Disclaimer: I should declare an interest. The Old Hat Club is run by some of my favourite people, and my experience there was the reason for the launch of this blog. So you should take everything that follows in that context. That said, it’s still an amazing little place, and I don’t think my generous review would have been any less so if I hadn’t already known Harry, Emma, Ami and Tim (or HEAT, if you prefer).

First, the clientele: you know this scene has got a little bloated when more than half the guests at a pop-up restaurant are food bloggers. That’s like, cannibalism, man. The reason was all the lovely Prosecco, supplied by Riccardo, who had invited said bloggers to promote his rather good drink. A good reason, indeed.
Guests were welcomed with a cocktail – a strawberry and Prosecco concoction laced with black pepper. A little bit of summer in a glass, and something to lubricate the vocal chords. Outside in the garden, next to the frankly intimidating (in a manly way) wood burning oven, we were offered some super black pudding pastry canap├ęs, and some even superer red pepper and bottarga follow-ups, all fresh from the aforementioned oven.
Then inside for lunch proper, and scrowlers stuffed with herbs (the fennel and dill stood out, but there were others) on tomatoes on bruschetta for starter. This was the course of the day, seriously good. A note on scrowlers: they are sardines, but clearly someone thought the world needed lots of words for that particular fish, so some Cornish folk call them scrowlers. Even more impressive was that some unlucky soul had successfully removed every single bone from the fish before stuffing – not easy. The contrast between the sweet tomatoes and fishy, salty scrowler is one that others have exploited in the past. But that’s because it’s great. Sometimes, there’s a reason for doing it like they do it in the Med.

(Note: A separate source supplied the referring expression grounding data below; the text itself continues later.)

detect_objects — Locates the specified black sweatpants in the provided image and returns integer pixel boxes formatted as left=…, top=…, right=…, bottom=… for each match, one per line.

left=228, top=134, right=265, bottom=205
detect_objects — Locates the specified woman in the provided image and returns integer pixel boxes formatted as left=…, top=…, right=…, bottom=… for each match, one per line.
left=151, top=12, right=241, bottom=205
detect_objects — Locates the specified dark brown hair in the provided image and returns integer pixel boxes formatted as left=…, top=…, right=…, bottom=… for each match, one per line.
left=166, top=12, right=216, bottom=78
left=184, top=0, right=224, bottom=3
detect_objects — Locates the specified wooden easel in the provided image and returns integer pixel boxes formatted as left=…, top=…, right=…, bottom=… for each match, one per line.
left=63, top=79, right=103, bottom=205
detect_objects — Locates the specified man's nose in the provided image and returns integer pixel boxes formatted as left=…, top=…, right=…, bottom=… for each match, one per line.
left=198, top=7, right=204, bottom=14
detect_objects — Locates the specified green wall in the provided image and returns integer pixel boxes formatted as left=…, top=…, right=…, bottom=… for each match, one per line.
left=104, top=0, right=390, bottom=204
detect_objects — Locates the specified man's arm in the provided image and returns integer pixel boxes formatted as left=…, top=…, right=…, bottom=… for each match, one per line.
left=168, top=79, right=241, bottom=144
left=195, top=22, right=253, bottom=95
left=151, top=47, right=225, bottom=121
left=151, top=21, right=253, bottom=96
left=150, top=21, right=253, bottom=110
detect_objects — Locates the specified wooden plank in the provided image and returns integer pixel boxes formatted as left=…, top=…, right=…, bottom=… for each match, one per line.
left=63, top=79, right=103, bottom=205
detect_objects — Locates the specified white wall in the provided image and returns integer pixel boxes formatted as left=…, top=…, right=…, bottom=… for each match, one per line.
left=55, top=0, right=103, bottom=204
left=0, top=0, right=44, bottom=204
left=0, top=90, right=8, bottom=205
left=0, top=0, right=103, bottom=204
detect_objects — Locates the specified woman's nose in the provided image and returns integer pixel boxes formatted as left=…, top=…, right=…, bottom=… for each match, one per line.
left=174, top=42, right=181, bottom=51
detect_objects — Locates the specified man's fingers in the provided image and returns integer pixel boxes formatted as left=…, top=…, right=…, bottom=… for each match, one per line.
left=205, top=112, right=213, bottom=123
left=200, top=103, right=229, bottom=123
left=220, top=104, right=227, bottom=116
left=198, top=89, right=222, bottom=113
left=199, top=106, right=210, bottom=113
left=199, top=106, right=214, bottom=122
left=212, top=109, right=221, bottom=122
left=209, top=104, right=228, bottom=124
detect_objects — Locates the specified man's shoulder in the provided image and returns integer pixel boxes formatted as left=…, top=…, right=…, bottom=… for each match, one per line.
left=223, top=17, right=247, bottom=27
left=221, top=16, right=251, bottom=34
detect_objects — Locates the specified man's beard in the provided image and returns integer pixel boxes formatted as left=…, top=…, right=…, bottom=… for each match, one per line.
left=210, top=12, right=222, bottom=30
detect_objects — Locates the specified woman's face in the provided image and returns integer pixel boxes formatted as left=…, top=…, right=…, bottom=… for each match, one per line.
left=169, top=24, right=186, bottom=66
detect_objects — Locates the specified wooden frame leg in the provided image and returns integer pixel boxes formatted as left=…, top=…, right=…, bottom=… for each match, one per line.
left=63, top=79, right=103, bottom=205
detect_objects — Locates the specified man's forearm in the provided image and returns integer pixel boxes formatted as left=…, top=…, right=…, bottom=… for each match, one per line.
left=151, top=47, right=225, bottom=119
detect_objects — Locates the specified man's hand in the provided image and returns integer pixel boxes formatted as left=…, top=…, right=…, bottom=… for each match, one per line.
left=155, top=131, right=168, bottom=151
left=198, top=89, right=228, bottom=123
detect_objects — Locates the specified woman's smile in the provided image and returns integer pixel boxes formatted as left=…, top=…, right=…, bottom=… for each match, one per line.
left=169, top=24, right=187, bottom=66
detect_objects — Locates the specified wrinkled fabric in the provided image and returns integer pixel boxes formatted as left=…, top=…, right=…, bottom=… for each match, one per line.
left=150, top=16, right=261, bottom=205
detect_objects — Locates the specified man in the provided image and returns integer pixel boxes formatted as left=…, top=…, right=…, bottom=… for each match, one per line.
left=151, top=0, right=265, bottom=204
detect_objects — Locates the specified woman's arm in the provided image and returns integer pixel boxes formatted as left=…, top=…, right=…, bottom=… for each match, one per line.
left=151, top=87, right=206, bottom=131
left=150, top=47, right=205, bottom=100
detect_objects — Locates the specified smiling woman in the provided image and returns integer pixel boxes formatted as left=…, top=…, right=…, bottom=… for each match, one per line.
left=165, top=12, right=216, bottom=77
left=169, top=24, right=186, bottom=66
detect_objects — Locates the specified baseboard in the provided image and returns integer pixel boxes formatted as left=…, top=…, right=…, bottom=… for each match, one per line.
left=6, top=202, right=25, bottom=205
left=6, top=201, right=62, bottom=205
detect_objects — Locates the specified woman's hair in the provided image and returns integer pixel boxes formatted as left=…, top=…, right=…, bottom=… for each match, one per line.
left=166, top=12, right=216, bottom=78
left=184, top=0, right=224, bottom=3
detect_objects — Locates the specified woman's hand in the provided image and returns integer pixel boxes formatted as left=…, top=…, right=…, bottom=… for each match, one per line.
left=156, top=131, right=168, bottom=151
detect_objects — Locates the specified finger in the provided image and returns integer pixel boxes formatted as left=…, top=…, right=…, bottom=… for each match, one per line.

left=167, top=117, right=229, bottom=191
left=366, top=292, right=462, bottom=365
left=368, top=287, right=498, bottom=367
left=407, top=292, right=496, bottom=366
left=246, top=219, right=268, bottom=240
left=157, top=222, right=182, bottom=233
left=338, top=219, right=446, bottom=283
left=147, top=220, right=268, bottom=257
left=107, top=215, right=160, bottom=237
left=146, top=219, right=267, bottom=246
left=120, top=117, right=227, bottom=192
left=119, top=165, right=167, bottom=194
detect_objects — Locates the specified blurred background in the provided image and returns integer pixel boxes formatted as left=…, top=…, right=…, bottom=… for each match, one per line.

Then onward, to a main course that played on the same tongue-lust for salt and sweet. The slow cooked pork with crackling was melty enough to feel indulgent, yet robust enough to give you something to chew. This atop a sweet, smoked, butternut squash puree – that magic oven again – and some ridiculously naughty, crunchy, goose-fat and smoke covered potatoes. Only something so wrong could taste so good.
That the pork was the least interesting course should tell you everything you need to know about the dessert. A kind of Moroccan citrus tart with sorbet, it was sweet, bitter, giving and cakey in one easy mix. The ginger and sour cherry Florentines that followed were the icing on the cake (or rather, the crunchy biscuit on the tart).
For £30, you won’t do a lot better in London. Anywhere. Really. Just ask all those bloggers.

Phil Letts' take: 9/10

Monday, 12 July 2010

WELCOME TO THE SCRAG END

It's not fancy, it's not big, and it's not clever, but the scrag end is delicious. In a world where every other person is a food blogger, and many even think that makes them important, it may just be time for a little humility. For simple, honest opinions on restaurants, recipes, supper clubs, caffs and kit, you've come to the right place.